How Big is the Snake's Territory?
Knowing how large the territory of the snake is will help you keep away from the perimeter of their possible attack. Understand that most of the snake's attack happened due to some people trying to encroach their territory. Luckily, the territorial behavior of the snake is not as pronounced compared to other creatures. The snakes can be solitary creatures, but they are willing to share their den with other snakes to share warmth during the winter season.

Most snakes will have their home range. Inside an extensive range will be smaller territory that they are familiar with. They may have a home for their winter and summer. It has been noted that the snakes will return to the same home range during winter. However, due to some people taking the rocks for landscaping, they may not have enough time to look for a new shelter and die in the cold season. Snakes prefer to travel as close as possible. If they can find all they need within a 10-meter area, then it is possible that they will not leave the place. The size of their territory will vary, but generally, it should cover their foraging site, cover, and basking area.

Can the Snakes Find its Way Back Home?
When you capture a snake, you need to know whether it can return to its territory. It will help you find the ideal place to relocate them. However, be sure that snake relocation is done with the assistance of the experts. Most animals will die if they have been relocated without considering some important facts. In the study at the University of Kent, ten male snakes have been fitted with radio tags. They realized that most of the relocated snakes would exhibit a higher movement rate than the snakes that are already in that area. Moreover, one snake was able to return to its original location. The snake could move to a greater distance and even expose itself to some elements such as predators in the process.

There are at least 3,000 snake species, and each of them will have unique behavior. Additionally, the range of their territory may also differ. When establishing a territory, they make sure that all things they need to survive can be found in a single place. For instance, there should be a source of food and water, shelter, coverings, and basking sites that will help them regulate their body temperature. It should also be free from predators and safe from other outdoor elements.

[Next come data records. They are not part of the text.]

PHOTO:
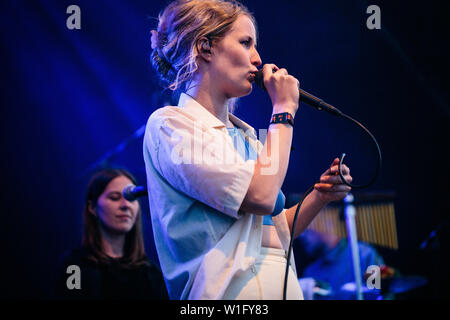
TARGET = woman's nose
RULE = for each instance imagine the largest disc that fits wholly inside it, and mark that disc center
(256, 59)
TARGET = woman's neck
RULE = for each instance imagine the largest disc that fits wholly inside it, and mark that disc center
(112, 244)
(215, 103)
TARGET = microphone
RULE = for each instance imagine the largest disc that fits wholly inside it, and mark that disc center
(132, 192)
(305, 97)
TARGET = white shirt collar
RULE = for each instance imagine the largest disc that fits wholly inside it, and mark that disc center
(202, 114)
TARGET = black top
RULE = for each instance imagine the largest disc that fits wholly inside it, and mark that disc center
(108, 281)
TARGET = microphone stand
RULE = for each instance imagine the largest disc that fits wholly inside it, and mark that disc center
(350, 214)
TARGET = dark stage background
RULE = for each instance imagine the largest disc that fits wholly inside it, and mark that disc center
(71, 96)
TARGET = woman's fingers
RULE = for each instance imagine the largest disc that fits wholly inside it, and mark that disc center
(334, 169)
(335, 179)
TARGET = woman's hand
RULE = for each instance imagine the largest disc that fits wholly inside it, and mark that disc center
(331, 188)
(282, 89)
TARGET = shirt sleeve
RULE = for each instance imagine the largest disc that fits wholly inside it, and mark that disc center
(201, 162)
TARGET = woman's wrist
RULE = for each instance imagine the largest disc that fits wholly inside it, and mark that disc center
(318, 199)
(280, 108)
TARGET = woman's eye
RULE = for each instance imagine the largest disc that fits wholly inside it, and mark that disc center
(246, 42)
(115, 197)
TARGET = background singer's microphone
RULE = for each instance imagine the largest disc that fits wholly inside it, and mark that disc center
(132, 192)
(305, 97)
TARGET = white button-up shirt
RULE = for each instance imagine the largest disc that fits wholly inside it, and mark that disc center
(197, 182)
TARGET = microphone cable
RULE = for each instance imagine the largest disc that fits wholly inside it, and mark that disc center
(341, 160)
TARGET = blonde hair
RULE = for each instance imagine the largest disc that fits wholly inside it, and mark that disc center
(180, 26)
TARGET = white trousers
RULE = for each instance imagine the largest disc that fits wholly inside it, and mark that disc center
(265, 279)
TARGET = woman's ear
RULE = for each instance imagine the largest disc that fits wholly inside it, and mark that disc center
(91, 208)
(204, 48)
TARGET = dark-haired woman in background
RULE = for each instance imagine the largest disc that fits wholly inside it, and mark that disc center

Remember, the term is not poisonous snakes of Raleigh, it's venomous snakes of Raleigh. Poison is generally something you eat, and venom is injected into you. That said, dangerous snakes are very rare in Raleigh. The few venomous snakes of Wake County are rarely seen. But they are commonly misidentified, so learn about all the snake species of Raleigh in order to correctly identify them. These snakes are usually also found in the surrounding towns of Raleigh, Apex, Garner, Fuquay-Varina, Holly Springs, Knightdale, Morrisville, Zebulon, Wendell, Rolesville, and the surrounding areas.